What motivates you more – cash or climate change?
Or to put it another way, if you have a car, what would persuade you to give it up and use public transport, walk or cycle instead?
It is a question I put to a car driver recently who told me he was concerned about the environment. He was quick to respond that he rarely used his car these days, except for a regular journey to Hastings that was awkward by public transport.
It got me thinking. Journeys across country; with children or lots of stuff can be tricky by bus or train.
But we need to get large numbers of people out of their cars to reduce our carbon emissions. It would also clear the roads making bus journeys quicker. More people on buses could mean more buses and a better service in outlying areas or across country. Cyclists would be safer, encouraging more people to cycle and everyone could get fitter. It sounds like a win-win and with one of the lowest car ownerships in the UK, many in our city have already been convinced, but we still have a way to go.
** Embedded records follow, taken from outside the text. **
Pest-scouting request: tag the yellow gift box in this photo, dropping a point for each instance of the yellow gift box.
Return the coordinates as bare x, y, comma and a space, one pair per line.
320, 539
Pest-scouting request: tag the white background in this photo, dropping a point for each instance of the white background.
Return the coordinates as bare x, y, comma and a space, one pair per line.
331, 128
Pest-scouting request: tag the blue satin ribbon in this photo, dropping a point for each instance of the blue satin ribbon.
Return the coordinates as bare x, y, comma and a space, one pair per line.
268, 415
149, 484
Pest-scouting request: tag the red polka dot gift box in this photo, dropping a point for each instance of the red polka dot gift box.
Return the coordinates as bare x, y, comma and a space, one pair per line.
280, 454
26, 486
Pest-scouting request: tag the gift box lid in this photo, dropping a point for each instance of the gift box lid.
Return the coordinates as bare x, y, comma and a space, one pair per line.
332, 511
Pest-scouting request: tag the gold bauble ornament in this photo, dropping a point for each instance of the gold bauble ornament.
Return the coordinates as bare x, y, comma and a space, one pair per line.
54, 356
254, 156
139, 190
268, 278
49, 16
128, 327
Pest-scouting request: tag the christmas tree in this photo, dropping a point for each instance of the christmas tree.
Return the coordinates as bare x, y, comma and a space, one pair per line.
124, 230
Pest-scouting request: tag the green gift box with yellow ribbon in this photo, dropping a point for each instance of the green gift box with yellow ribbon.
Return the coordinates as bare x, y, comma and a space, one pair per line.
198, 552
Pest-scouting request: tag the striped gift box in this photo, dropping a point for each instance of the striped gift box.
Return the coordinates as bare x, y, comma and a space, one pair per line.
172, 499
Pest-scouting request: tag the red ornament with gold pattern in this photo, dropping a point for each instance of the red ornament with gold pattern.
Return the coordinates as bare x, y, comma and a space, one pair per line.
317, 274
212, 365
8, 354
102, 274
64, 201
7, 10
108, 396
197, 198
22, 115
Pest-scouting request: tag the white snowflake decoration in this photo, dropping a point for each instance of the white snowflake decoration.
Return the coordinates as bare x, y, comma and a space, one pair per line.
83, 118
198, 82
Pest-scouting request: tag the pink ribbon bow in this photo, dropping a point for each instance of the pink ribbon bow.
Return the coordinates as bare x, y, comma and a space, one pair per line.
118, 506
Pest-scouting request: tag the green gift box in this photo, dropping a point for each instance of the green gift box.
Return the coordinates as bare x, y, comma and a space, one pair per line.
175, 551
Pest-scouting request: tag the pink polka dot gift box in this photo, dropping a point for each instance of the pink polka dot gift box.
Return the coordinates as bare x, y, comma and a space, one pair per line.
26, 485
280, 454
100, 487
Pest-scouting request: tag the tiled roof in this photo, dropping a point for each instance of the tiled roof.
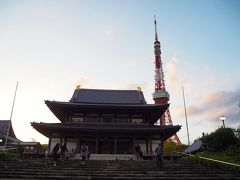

I gave up my car in 2003 because when I added up the cost per journey, I realised that even if I took taxis or hired a car for those awkward journeys I would still save a small fortune.
So, if we want to create mass change in transport use, should we appeal to people through their pockets?
The most recent survey I could find on the annual cost of a car was from June 2018. It revealed the average UK motorist was spending £162 per month, excluding finance payments. Factor in a loan and the cost shot up to £388. As one journalist put it, that’s nearly £2,000 to put a roof over your head and drive to work.
By comparison joining a car share scheme is £60 a year plus £4.95 an hour – great for the occasional journey or day out. An annual bus pass is £635, a 30-minute daily ride on Brighton Bikeshare is £72 and walking is free.
Whichever option you choose over your car, there are significant savings to be made and you will be doing your bit towards saving the planet.